When asked what issue is most important in energy choice, as high as 80.7 percent answered "safety," well above the 15.8 percent support for a stable supply, the 2.1 percent for generation costs, and the 1.1 percent for global warming prevention. Keio University professor Yasunori Sone, who chaired the committee responsible for the deliberative poll, after analyzing the outcome, said that the reason why an increasing number of people supported the zero-nuclear option is that many were not convinced through discussions or by the explanations of nuclear experts, in terms of the safety of nuclear power generation.

Of course, all of the recent hearings, public comment surveys, and deliberative polls have room for improvement in their operating methods, but their basic direction is the right way to go. They are aiming to accurately reflect public opinion on policy. The government has called for citizens to share their ideas on how to improve the operating methods to better proceed in the right direction, instead of disallowing such surveys when they do not work well.

The next step is to organize the vast amount of opinions gathered and then reflect them in policy. The National Strategy Minister, Motohisa Furukawa, announced that in order to properly organize the opinions he would establish a review committee, including statisticians and media personnel, to analyze and verify the results of the recent surveys. The establishment of this committee may be aimed at deflecting criticisms that the government fabricated its own conclusions, and the process was manipulated, and so on.

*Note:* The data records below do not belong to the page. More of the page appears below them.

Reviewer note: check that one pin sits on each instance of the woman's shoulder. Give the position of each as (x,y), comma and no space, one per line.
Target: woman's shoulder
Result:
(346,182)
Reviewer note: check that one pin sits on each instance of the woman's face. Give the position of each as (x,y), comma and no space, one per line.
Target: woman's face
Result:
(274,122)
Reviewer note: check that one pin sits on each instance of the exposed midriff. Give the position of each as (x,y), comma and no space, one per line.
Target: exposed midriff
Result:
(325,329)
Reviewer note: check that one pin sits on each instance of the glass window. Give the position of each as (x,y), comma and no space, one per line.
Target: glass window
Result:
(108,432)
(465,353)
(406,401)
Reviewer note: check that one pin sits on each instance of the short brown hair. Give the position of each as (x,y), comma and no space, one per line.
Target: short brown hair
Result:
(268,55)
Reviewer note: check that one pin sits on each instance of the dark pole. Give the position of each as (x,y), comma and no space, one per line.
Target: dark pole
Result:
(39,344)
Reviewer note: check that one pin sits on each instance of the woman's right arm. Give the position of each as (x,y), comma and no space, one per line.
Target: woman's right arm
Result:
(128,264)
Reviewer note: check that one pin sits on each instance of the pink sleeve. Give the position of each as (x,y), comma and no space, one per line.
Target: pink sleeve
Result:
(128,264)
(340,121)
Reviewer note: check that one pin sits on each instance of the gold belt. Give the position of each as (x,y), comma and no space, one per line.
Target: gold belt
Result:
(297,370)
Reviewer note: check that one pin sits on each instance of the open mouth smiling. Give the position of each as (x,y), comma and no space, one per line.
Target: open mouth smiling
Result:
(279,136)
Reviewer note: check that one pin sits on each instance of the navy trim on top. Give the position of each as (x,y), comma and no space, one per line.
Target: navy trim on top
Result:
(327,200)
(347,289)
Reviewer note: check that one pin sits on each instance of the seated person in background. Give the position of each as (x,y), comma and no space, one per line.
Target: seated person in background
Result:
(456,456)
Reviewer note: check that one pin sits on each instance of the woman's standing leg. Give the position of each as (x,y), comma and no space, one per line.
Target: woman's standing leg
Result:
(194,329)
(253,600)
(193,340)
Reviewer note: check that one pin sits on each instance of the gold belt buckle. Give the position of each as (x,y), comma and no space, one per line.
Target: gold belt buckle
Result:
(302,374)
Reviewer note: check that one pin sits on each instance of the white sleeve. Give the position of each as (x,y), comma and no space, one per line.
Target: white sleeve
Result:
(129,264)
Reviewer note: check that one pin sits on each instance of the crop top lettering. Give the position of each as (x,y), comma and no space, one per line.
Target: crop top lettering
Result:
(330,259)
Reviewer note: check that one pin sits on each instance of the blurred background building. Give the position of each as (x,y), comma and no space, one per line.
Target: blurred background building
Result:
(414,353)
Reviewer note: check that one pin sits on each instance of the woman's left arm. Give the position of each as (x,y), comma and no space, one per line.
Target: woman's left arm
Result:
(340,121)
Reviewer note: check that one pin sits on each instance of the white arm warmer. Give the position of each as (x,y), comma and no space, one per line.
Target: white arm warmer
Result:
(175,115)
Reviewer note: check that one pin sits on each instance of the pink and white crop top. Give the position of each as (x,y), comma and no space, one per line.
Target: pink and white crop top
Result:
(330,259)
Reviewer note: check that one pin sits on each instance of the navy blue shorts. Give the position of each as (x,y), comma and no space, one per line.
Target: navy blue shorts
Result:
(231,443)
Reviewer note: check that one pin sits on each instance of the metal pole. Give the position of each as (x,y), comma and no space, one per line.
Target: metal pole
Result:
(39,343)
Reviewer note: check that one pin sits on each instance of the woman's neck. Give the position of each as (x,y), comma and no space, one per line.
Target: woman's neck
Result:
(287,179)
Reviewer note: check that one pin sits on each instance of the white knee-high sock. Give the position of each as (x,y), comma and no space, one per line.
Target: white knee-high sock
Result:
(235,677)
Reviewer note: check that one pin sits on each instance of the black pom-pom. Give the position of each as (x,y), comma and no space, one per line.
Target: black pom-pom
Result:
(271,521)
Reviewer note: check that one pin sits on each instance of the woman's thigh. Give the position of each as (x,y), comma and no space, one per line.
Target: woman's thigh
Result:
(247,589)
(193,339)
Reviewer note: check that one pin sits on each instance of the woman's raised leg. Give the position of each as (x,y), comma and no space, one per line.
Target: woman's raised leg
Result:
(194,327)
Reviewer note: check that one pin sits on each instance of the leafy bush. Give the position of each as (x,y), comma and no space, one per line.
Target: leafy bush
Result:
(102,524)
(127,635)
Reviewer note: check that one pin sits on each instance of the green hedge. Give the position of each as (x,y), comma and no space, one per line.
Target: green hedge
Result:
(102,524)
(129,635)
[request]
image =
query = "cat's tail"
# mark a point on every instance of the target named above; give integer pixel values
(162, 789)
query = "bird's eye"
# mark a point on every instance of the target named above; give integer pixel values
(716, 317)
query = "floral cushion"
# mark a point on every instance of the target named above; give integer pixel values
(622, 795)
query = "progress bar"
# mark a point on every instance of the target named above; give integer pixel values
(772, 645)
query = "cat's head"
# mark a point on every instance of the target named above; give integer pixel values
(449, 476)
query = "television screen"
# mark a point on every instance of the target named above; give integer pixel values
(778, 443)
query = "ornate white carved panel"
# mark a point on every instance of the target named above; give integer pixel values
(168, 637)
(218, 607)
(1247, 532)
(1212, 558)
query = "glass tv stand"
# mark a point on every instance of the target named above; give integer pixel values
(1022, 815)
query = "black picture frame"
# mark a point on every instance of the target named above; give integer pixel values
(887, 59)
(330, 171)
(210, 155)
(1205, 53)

Figuring out how to incorporate the results of public input into policy is another difficult task for the government. It is impossible to satisfy all citizens, and the public has expressed growing concern over nuclear power, so the government at least needs to boost transparency of the results of reflecting public opinion and transparency of the process if it wishes to avoid the criticism that in former consultation processes the government just pretended to listen to the public.

Opinion polls conducted by the media show that, while many citizens support the zero-nuclear scenario, the business sector -- Japan Federation of Economic Organizations, Japan Association of Corporate Executives, and Japan Chamber of Commerce and Industry -- is aligned to strongly oppose the zero-nuclear scenario. They claim that without nuclear power electricity costs will go up, forcing many Japanese companies to transfer their production bases overseas, and eventually leading to the "hollowing" of Japanese industry. Recently, the government decided to exclude employees of power companies as speakers at the hearings, in response to public criticism over their participation. However, considering the fact that employees in the industrial sector are also citizens and are supposed to have the right to participate in the hearings, it is also a big challenge for the government to bridge the gap.

It is known that Germany established an ethics committee just after Japan's March 11 disaster and that the nation was quick to decide to phase out nuclear power generation. I heard that the nation's quick decision was made possible because of 20 years of communication and debate between the national government and the public. Likewise, I also learned that Sweden reached a decision on the location of final nuclear waste storage sites as a result of its government's continuous and careful communication and debate with local people over a 30-year period.

Not many Japanese citizens up to now have shown deep interest in and been actively involved in policy on energy and other important topics. I hope that the national debate over energy policies in the wake of the Fukushima nuclear accident will continue and be improved, even after the Japanese government reaches a conclusion on this policy. I also strongly hope that these debates will serve to shift people from being "citizens who leave policymaking to the government but then complain about it" to "involved and thinking citizens," as envisioned by Japanese sociologist Shinji Miyadai.